Strasburg’s story is one we don’t have to delve too much into. He’s been one of the most hyped pitching prospects to reach the Major Leagues in the past 20 years and to date, his performance on the field has justified much of that promise. Tommy John Surgery cost him most of the 2011 season, though he did return quicker than expected and was able to make 5 late season starts last September, including a 10 strikeout performance against the Marlins on the season’s final day. It’s not secret that Washington plans on shutting down Strasburg once he reaches his innings limit, regardless of where they are in the standings, in an effort to preserve his arm for the long haul. What will be interesting is seeing how dominant he is up until that point – and ultimately how many within the mainstream media question the team’s decision to shut him down at the time even though we all know now that it’s going to happen.

Chien-Ming Wang, RHP – Is he finally healthy enough to make it through a full season? If so, can he return to the form that saw him win 19 games in back-to-back seasons as a Yankee in 2006 and 2007?

Wang has made only 11 starts since the middle of the 2009 season due to a bumpy recovery from injury. And while he pitched well enough in those 11 starts last season to warrant being brought back on a one year deal by the Nationals, it still remains uncertain how well his body is going to hold up over the course of a full season. Wang’s original injury was a concern with ankle, suffered while running the bases during an interleague game rather than actually on the mound. But, with so much missed time he’s been unable to keep up with a regular throwing regimen and we don’t know how well his arm will hold moving forward. Best case scenario he proves to be capable of winning 12+ games with 175+ innings of work. Worst case, he blows out his arm a month into the season and forces the organization to tap into the limited starting pitching depth earlier than expected. Both possibilities seem equally as possible.

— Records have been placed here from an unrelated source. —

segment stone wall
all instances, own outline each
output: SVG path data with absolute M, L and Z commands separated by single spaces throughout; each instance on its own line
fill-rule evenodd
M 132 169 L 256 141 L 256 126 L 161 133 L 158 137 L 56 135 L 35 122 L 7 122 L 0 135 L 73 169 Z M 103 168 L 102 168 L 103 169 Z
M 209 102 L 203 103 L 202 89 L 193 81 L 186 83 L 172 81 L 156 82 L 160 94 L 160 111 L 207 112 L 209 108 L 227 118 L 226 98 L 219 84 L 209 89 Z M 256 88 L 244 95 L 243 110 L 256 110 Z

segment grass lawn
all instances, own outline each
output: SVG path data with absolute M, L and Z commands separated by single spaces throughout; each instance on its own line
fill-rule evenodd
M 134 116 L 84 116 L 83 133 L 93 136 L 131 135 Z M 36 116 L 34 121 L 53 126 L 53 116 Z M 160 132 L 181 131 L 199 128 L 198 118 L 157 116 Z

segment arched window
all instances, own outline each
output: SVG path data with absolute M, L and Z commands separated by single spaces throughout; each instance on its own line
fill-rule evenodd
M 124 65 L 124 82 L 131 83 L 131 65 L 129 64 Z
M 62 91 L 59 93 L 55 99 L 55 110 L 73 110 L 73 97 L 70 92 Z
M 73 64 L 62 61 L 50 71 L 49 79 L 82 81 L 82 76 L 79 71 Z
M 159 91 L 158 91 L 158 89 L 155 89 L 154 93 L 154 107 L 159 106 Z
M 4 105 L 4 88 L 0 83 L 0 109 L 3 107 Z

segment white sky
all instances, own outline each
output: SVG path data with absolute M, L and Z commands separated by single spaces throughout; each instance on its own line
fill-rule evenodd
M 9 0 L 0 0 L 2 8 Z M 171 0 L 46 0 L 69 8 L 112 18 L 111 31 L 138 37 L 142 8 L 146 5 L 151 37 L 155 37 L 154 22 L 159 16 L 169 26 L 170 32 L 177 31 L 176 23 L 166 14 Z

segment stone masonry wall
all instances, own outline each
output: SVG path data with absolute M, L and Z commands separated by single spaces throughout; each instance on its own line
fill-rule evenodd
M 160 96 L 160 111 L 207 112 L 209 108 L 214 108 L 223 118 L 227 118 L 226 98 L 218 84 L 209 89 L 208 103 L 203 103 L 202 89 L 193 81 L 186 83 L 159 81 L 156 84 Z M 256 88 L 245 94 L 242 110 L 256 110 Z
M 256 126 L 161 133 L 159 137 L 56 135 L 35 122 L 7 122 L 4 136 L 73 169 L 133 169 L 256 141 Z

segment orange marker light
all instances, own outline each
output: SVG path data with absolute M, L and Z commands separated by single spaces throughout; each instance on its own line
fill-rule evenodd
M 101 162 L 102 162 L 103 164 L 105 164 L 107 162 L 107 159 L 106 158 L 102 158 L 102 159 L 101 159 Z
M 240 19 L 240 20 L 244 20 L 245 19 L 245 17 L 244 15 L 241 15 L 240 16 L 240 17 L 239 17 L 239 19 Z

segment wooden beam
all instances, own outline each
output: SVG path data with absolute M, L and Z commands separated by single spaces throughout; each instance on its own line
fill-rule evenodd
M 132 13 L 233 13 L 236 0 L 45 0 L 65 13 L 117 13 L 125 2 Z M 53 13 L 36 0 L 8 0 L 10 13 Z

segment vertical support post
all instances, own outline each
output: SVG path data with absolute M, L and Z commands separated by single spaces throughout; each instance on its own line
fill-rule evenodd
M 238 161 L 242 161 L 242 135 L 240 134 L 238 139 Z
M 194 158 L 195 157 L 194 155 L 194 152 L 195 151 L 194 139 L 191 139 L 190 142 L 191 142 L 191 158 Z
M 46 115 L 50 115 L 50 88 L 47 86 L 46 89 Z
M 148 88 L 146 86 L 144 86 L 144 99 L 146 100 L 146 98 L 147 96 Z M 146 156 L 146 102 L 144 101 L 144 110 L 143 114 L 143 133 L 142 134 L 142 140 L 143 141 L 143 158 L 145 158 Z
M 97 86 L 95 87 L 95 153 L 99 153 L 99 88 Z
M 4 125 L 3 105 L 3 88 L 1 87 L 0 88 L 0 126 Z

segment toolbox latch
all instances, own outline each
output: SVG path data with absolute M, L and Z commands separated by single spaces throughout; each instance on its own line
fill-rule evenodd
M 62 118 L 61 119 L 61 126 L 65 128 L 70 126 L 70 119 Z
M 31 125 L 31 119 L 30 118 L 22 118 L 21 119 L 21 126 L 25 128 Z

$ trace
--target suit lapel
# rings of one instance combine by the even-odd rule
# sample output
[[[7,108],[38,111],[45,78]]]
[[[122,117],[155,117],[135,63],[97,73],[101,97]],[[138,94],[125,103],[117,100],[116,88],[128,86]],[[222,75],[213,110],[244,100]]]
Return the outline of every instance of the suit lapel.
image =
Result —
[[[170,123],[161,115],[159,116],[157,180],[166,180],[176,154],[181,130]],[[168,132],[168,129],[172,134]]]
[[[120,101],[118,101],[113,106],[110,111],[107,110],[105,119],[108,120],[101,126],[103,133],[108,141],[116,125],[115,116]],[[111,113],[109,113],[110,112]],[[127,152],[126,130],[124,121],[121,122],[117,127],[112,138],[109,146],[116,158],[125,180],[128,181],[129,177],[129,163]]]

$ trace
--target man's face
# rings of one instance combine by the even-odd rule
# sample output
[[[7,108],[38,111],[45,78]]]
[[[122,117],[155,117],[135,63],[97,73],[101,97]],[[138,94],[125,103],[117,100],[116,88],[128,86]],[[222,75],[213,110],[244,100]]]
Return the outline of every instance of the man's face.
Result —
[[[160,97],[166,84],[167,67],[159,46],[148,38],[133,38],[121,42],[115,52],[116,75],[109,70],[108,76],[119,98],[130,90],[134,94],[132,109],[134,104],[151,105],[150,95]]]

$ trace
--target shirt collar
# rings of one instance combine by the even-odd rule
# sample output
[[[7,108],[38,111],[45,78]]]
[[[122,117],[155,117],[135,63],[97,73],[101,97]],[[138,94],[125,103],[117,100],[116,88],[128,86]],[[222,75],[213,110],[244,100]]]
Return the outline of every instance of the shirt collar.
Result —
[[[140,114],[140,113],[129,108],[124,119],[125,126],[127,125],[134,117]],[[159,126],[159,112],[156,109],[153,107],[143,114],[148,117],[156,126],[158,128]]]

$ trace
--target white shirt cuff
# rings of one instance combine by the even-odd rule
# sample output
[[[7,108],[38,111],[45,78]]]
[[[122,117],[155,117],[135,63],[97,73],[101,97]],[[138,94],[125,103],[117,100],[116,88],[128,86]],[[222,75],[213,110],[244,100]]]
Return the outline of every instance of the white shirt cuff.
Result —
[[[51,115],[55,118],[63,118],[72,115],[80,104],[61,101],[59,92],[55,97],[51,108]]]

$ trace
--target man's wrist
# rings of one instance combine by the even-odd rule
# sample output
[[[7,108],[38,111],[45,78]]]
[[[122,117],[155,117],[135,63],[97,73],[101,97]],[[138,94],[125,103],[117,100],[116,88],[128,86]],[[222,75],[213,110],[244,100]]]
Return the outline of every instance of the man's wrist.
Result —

Jordan Zimmermann, RHP – Freed from the restraints of an innings limit, is this the year that Zimmermann joins the upper echelon of starters in the National League?

Zimmermann has long been considered a premier talent but he’s yet to put it all together at the Major League level. Some of that, however, is due to missing parts of the 2009 and 2010 seasons due to Tommy John Surgery. Another year removed from the procedure, he will finally be unleashed this season and freed from any innings limits. Zimmermann could be poised for a major breakout season in 2012 but has seemingly gone largely under the radar considering his partners in the rotation. Watch him this season, as I think we’re all going to be impressed with what the 25 year old may be capable of doing on the mound now that the kid gloves are off.